Bununla beraber iç savaşların yol açtığı ekonomik büyüme kaybını cinayet ve kadına yönelik şiddet gibi diğer şiddet türleriyle de karşılaştırabiliriz. Mesela sırf erkeklerin yaşadıkları cinayet olaylarının maliyeti 500 milyar dolarak hesaplanmışken, kadınlara yönelik cinayetlerin maliyeti 100 milyar doları buluyor. Fakat bu iki durum da aile içi şiddetin yanında çok düşük kalıyor. Fiziksel şiddet veya saldırı olarak tanımladığımız aile içi şiddetle ilgili çalışmalara baktığımız zaman yalnızca geçtiğimiz yıl 308 milyon kadın şiddetli fiziksel saldırıya maruz kaldığını belirtmiş.

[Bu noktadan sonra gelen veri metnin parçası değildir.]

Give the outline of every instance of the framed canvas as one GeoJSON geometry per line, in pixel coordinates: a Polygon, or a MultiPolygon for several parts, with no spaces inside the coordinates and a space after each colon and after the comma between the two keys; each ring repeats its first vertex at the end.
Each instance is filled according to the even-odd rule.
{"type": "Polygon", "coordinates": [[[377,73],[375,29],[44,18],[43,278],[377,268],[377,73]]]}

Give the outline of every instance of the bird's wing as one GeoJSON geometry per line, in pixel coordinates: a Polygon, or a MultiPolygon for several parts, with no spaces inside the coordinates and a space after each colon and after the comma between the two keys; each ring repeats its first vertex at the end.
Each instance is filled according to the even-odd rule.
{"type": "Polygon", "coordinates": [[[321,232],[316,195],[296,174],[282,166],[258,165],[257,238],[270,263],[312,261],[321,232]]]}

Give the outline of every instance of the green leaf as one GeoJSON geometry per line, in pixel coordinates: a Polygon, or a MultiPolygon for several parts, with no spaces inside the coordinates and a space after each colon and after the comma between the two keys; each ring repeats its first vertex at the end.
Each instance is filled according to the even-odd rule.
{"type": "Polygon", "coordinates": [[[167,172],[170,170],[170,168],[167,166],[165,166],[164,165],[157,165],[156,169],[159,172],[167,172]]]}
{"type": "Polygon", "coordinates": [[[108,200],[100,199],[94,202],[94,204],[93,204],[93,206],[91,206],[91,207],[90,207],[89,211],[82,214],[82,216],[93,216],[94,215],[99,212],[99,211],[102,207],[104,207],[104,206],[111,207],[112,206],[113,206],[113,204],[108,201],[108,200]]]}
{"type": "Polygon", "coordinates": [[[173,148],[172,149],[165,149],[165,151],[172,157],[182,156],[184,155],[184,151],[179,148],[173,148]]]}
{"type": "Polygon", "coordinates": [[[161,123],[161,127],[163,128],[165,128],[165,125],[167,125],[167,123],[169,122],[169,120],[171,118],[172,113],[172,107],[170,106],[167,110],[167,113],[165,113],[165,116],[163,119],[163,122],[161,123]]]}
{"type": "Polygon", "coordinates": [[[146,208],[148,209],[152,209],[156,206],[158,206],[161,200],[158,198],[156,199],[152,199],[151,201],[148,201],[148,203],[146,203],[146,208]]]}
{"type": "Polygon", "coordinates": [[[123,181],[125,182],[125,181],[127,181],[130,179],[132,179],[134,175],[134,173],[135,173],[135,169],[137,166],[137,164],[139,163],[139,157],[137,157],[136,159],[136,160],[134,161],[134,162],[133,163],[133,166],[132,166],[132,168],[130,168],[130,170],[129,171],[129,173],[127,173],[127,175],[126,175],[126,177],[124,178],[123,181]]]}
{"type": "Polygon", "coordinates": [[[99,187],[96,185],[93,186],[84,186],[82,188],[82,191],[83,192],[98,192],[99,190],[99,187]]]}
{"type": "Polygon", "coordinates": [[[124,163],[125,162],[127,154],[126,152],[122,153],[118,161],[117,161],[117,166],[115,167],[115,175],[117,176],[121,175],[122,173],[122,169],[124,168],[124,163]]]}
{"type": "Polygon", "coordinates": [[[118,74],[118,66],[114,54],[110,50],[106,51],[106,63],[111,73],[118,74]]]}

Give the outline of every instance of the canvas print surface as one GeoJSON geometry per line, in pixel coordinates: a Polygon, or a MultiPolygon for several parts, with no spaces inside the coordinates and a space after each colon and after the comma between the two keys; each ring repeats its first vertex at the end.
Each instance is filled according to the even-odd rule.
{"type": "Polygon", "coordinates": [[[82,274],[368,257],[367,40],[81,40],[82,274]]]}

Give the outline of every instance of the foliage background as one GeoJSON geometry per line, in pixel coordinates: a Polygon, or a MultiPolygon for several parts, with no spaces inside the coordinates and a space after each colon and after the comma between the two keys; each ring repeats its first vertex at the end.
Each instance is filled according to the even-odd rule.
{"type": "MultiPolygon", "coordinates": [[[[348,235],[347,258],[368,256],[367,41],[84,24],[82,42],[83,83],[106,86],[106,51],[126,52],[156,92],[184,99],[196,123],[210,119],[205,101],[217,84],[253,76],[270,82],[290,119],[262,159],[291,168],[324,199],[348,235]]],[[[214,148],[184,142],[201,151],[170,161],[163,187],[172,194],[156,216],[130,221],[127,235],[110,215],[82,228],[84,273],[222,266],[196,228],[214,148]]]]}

Fiziksel olarak görülen şiddetin kişinin ekonomik performansına nasıl bir etkisi oluyor?
Fiziksel şiddet görmüş bir insan daha sonra psikolojik sorunlar, konsantre olma sorunları, işyerindeki görevlerini tam olarak yerine getirememe gibi sorunlar yaşıyor. Bunun anlamı hiçbir işlev göremezsiniz demek değil, bunun anlamı daha az işlev görebileceğiniz. Bizim tahminimize göre ABD’ye baktığımız zaman kişi başına düşen fiziksel saldırıdan kaynaklı maliyet 96,000 doları buluyor. Eğer [Anke] Hoeffler ve [James] Fearon’un araştırmasına bakarsak 308 milyon kadına kocaları tarafından uygulanan fiziksel şiddetin yol açtığı ekonomik kayıp yaklaşık 4,4 trilyon doları buluyor. Burada şunu tekrar hatırlatmamız lazım; bu rakamlar bütün kadınların çalışıyor olduğu varsayımıyla ortaya çıkıyor. Eğer çalışmıyorlarsa burada zaten bir maliyetten bahsedemeyiz.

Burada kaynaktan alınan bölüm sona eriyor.